While the sociable honeybee – like other extroverts – hogs the limelight, there are around 4,000 native species of bees in North America, and the majority live the single life. Although they don’t build communal hives, some do their own kind of architecture, and a few are even named for their trade skills. The plasterer bee coats its burrow with a thin layer of translucent “plaster” that it produces. Carpenter bees use their jaws to dig tunnels into soft wood. And the mason bee builds partitions out of mud in her nesting chamber. Others have simpler tastes and simply nest in holes they dig in the ground.

These solitary bees don’t produce honey, but most do provide food for their offspring. (That’s what honey is actually for – when we take it, we’re basically stealing candy from babies.) The female mason bee gathers pollen and makes it into a cake, lays an egg on it, and seals it into a chamber with mud, and the yellow-faced bee makes “bee-bread” from a combination of nectar and pollen. A few are less diligent parents: The cuckoo bee – named after a bird with the same sneaky childrearing approach – lays its eggs in the nests of other bees. Its larvae eat the food intended for the victim’s offspring, and sometimes eats the nestmates as well.

There’s also a native bee that everyone is familiar with: the bumblebee. The bumblebee is social, but its family life sounds so tragic that it might be better off alone. Bumblebees build nests in existing cavities like abandoned rodent burrows, where, like honeybees, they live in colonies with a queen and workers and make honey. You can’t buy bumblebee honey, though, because they don’t produce the huge stores that honeybees do.  Honeybees produce so much because they need it to get through the winter, when there’s no pollen and nectar to gather. Bumblebees have a different strategy: everyone dies off at the first frost, except the newly-hatched queens who will start new colonies in the spring.

So if we’ve got thousands of species of native bees, why did European settlers bring their own? It’s because most of the crops we depend on have that same secret in their family history. Maybe the saying “as American as apple pie” actually makes more sense when you realize that apples aren’t native to North America either. The reason Johnny Appleseed had to spread all those seeds, after all, was exactly because we didn’t have any apples here before he did it. Those iconic Southern peaches originally came from elsewhere too, along with pears and cherries and cucumbers and many other foods it’s hard to think of as exotic.

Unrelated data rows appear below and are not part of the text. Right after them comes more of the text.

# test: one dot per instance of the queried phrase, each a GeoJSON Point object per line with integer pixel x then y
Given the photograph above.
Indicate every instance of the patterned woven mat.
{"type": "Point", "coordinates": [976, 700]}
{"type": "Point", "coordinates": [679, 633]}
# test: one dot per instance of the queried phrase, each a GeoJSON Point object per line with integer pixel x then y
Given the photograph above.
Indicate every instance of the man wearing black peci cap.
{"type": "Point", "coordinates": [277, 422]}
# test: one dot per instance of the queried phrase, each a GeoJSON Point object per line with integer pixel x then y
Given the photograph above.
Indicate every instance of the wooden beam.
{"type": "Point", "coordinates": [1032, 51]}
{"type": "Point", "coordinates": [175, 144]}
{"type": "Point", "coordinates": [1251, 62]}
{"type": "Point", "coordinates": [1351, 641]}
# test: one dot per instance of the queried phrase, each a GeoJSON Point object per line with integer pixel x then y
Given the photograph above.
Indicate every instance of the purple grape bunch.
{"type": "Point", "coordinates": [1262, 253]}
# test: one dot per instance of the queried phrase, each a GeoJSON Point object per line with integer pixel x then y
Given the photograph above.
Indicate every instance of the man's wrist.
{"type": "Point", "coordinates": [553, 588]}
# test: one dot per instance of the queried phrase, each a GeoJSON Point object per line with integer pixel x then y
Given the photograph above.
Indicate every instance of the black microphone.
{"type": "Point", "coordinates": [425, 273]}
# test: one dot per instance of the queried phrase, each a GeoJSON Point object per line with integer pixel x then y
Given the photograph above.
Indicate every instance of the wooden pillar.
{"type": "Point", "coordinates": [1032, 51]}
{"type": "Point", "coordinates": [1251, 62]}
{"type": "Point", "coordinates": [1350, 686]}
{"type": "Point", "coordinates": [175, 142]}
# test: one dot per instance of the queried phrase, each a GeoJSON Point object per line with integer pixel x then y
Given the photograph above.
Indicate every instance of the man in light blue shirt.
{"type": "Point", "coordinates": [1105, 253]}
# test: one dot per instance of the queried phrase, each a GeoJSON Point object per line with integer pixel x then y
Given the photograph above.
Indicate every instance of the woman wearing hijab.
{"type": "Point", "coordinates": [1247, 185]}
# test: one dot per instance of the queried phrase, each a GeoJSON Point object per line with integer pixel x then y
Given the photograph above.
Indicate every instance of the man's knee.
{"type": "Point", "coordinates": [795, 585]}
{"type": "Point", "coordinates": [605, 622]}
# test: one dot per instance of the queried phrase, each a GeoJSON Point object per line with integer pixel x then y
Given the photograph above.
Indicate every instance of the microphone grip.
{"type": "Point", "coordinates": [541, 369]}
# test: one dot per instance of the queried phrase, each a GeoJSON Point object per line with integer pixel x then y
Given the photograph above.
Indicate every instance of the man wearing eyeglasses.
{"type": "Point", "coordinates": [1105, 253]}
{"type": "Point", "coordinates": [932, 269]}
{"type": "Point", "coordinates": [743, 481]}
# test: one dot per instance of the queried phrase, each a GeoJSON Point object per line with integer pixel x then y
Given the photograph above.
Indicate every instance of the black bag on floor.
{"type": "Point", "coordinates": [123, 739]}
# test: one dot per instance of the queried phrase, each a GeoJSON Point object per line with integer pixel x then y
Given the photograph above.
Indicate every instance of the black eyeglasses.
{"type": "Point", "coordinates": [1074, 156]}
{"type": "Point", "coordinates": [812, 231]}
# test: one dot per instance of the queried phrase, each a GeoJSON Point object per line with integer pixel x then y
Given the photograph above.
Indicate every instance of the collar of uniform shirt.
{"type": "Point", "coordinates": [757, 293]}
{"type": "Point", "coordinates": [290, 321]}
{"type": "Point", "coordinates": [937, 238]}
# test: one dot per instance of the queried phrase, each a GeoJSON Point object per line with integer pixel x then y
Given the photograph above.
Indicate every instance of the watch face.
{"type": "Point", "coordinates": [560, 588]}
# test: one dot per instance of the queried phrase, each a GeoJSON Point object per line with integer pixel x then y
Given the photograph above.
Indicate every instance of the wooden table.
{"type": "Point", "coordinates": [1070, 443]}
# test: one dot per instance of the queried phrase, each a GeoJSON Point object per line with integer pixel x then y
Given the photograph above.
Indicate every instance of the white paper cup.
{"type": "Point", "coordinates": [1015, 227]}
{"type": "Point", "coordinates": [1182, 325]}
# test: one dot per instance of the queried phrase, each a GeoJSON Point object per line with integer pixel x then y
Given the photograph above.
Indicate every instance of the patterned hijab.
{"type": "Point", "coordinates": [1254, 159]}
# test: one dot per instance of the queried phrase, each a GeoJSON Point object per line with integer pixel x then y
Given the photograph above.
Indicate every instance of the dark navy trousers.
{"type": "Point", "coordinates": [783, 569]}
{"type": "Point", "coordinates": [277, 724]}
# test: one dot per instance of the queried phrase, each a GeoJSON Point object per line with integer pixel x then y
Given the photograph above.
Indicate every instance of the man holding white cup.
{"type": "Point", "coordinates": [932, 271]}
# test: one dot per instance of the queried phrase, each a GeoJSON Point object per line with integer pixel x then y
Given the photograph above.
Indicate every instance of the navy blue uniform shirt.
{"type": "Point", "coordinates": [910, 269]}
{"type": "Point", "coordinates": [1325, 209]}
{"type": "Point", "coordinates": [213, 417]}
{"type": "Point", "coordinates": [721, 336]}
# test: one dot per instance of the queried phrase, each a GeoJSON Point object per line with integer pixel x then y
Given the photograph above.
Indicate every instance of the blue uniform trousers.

And exotic crops called for exotic bees, because pollinators are often adapted very specifically to specific plants. A classic example is an orchid with a foot-long nectar tube that Charles Darwin discovered in Madagascar.

“Darwin said that there must be an insect with a very long tongue that this thing is trying to attract as a pollinator,” says Raupp. “Some forty years later another scientist discovered a hawk moth in Madagascar with a thirteen-inch tongue that was the pollinator.”

This kind of specialization means that despite its central role in agriculture, there are a lot of things the honeybee isn’t very good at. Native bees are still much better at pollinating the native plants that they’ve coexisted with all along, like pumpkins, cranberries, and blueberries.  And honeybees don’t pollinate tomatoes at all, because they can’t get at the pollen in their flowers. But native bees (including solitary bees and the more social bumblebee) know the trick: the flowers need to be vibrated at a certain frequency to release the pollen. Tomatoes are also pollinated by the wind, but when the bees help, the plants set more and bigger fruit. There are also beloved flowers that depend on native bees: azaleas also need their flowers shaken to release the pollen, something honeybees don’t know how to do.

So before you jump on the urban beekeeper bandwagon and get yourself a hive full of those foreign producers of sugary syrup, consider this: you could be the real locavore in the neighborhood, and raise native bees instead. For example, you can attract mason bees to nest in holes drilled in a wooden block, or build them nests made of reeds or thin cardboard tubes or straws.